Try again to sort out the audio padding / alignment.

author: Carl Hetherington <cth@carlh.net> 2012-10-22 21:04:50 +0100
committer: Carl Hetherington <cth@carlh.net> 2012-10-22 21:04:50 +0100
commit: 579dfce1bae018efd73c9f5f3f31770cb401d19a (patch)
tree: f7bb1b2ad0537515fe3478d9ffe46a081f3b3414 /src
parent: 71b7808830e17423453502ed5112b70bf90fff1b (diff)
9 files changed, 58 insertions, 39 deletions
diff --git a/src/lib/decoder.cc b/src/lib/decoder.cc
index 65e5ff722..c0ad85da3 100644
--- a/src/lib/decoder.cc
+++ b/src/lib/decoder.cc
@@ -112,7 +112,7 @@ Decoder::process_end ()

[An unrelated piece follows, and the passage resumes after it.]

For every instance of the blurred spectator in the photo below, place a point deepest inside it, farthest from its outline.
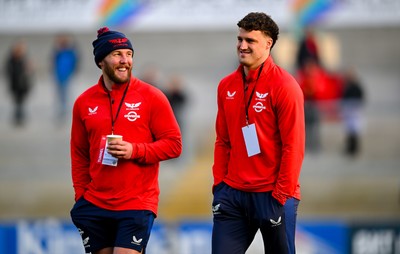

 	   in to get it to the right length.
 	*/
 
-	int64_t const video_length_in_audio_frames = ((int64_t) _fs->dcp_length() * _fs->target_sample_rate() / _fs->frames_per_second());
+	int64_t const video_length_in_audio_frames = ((int64_t) _fs->dcp_length() * _fs->audio_sample_rate() / _fs->frames_per_second());
 	int64_t const audio_short_by_frames = video_length_in_audio_frames - _audio_frames_processed;
 
 	_log->log (
@@ -266,7 +266,7 @@ Decoder::emit_audio (uint8_t* data, int size)
 	}
 
 	/* Update the number of audio frames we've pushed to the encoder */
-	_audio_frames_processed += frames;
+	_audio_frames_processed += audio->frames ();
 
 	Audio (audio);
 }
diff --git a/src/lib/ffmpeg_decoder.cc b/src/lib/ffmpeg_decoder.cc
index c74fee008..5eb32a014 100644
--- a/src/lib/ffmpeg_decoder.cc
+++ b/src/lib/ffmpeg_decoder.cc
@@ -66,8 +66,6 @@ FFmpegDecoder::FFmpegDecoder (boost::shared_ptr<const FilmState> s, boost::share
 	, _audio_codec (0)
 	, _subtitle_codec_context (0)
 	, _subtitle_codec (0)
-	, _first_video_pts (-1)
-	, _first_audio_pts (-1)
 {
 	setup_general ();
 	setup_video ();
@@ -213,6 +211,7 @@ bool
 FFmpegDecoder::do_pass ()
 {
 	int r = av_read_frame (_format_context, &_packet);
+	
 	if (r < 0) {
 		if (r != AVERROR_EOF) {
 			throw DecodeError ("error on av_read_frame");
@@ -245,10 +244,12 @@ FFmpegDecoder::do_pass ()
 		return true;
 	}
 
+	double const pts_seconds = av_q2d (_format_context->streams[_packet.stream_index]->time_base) * _packet.pts;
+	
 	if (_packet.stream_index == _video_stream) {
 
-		if (_first_video_pts == -1) {
-			_first_video_pts = _packet.pts;
+		if (!_first_video) {
+			_first_video = pts_seconds;
 		}
 		
 		int frame_finished;
@@ -256,39 +257,33 @@ FFmpegDecoder::do_pass ()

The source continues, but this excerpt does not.